As no one objected to lending pictures to the boys, the following day saw Dan and “Rall” conferring with Jimmy Standish, and later with no less a person than the editor himself, in the editorial sanctum, a very ordinary but busy office.

“Why, yes,” said Mr. Standish, “we could print it for you at a very moderate price, but who will pay for the job? We are not running on exactly a missionary basis.”

“No, sir. We will pay for it out of our own pockets, unless it is more than we can handle, and soon the subscribers will pay for it.”

“You are more sure of your subscribers than we are,” said the editor, with a smile. “Let’s see the pictures.”

Dan unwrapped Molly’s and Phoebe’s drawings.

“Clever stuff,” said the editor, with another smile. “Yes, for a school paper such outlines will do very well.
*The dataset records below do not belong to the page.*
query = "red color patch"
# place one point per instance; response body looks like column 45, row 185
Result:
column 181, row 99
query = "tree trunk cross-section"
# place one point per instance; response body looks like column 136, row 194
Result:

Send the girls in to see me some time. I can give them a hint or two. My advice is to make your paper snappy and short. Begin with two rather small pages or even one sheet. If you want to enlarge it you can. Get your stuff together and hand it to Jimmy to make ready for you. I’m making an editor out of Jimmy as soon as he learns a few more things——”

“About printing, and the composing room, and reporting, and everything else,” added Jimmy, who came in at this moment. “But Dan has a good idea about a school paper, Dad, and I think it will go with the kids. We’ll try ’em out on the first numbers. I’m to write the first editorials, Dad, so if there is anything you want to get across on school matters, let me know.”

“All right, Jimmy. There are a whole lot of things I’d like to ‘get across’ in this town, boys, but you don’t dare wake ’em up too soon when they’re walking in their sleep.”